Why it is important to do this review
Smoking cessation is the most important intervention to reduce the risk of developing COPD and to improve the prognosis of patients with the disease. COPD patients have a more urgent need to stop smoking than the average smoker; moreover, many often find it more difficult to do so (Tonnesen 2007). Therefore, it is important to provide an overview of the evidence base for different smoking cessation interventions directed at these patients.

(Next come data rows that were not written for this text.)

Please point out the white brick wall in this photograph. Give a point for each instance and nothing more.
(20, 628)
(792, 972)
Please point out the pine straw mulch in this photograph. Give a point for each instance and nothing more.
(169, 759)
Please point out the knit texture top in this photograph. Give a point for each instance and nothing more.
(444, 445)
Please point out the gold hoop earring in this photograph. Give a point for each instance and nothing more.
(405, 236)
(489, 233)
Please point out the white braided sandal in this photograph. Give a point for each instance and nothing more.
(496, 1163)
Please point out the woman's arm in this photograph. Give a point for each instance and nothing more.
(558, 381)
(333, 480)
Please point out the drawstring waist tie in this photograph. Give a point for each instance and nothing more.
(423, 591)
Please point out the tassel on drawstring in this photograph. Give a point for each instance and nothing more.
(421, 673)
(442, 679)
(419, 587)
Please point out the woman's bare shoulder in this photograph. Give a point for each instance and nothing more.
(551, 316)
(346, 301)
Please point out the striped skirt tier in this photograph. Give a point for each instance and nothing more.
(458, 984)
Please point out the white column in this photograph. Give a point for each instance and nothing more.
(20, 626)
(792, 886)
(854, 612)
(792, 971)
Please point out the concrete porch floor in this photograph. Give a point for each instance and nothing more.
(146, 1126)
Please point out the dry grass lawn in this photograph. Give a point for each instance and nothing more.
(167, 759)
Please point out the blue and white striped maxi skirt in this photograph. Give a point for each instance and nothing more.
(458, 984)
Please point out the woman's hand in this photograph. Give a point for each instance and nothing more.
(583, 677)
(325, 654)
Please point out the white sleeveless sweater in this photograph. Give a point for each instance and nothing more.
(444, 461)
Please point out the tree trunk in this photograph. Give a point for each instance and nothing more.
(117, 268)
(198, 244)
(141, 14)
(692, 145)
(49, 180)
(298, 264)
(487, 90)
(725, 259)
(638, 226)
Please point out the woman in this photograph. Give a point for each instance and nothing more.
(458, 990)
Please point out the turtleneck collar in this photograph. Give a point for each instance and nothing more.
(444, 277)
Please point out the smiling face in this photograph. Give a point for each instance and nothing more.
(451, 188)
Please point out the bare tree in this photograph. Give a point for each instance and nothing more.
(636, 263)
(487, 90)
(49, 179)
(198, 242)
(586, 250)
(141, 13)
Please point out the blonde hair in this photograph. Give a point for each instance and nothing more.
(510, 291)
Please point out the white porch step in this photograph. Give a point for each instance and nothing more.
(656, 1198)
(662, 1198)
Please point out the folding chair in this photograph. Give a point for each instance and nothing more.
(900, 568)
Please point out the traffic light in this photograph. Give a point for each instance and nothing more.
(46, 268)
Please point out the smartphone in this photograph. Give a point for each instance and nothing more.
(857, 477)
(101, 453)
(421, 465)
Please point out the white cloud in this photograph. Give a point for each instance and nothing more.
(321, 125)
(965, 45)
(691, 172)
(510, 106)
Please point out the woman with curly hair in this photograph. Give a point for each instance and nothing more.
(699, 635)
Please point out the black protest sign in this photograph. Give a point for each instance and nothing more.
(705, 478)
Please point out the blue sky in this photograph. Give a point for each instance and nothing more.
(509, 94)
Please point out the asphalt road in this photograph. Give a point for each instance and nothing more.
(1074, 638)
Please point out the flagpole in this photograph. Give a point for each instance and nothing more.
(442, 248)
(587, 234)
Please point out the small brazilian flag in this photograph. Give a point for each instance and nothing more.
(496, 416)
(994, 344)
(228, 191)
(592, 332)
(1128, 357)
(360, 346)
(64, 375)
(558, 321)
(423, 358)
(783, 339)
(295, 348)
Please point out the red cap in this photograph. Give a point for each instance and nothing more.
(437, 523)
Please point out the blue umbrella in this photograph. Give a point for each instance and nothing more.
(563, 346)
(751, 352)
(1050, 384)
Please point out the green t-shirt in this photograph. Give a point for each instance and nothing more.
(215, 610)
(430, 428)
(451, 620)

Compared with smokers from the general population, smokers with COPD might have greater difficulty in quitting smoking, in part because of their higher pack-years of smoking history, stronger dependence on nicotine and particular inhalation pattern (Jimenez-Ruiz 2001; Shahab 2006). A Dutch study showed that smokers with mild to severe COPD were less likely to achieve abstinence than smokers without COPD but at risk of developing the disease; the prolonged abstinence rate after six months with nortriptyline therapy was 21% in smokers with COPD compared with 32% in smokers without COPD (Wagena 2005). That study, however, did not control for baseline differences. Therefore, interventions aimed at smokers with COPD might have to be more tailored to the needs of COPD patients to increase their desire to stop and to address their increased levels of nicotine dependence (Shahab 2006). However, evidence for the effectiveness of tailored versus general smoking cessation interventions in this patient group is scarce.
The scope of this review will be the same as this previous Cochrane review: to review the evidence 'whether and which treatments are effective in COPD smokers' (van der Meer 2001). However, results might have changed because new trials on this subject have been published since 2003.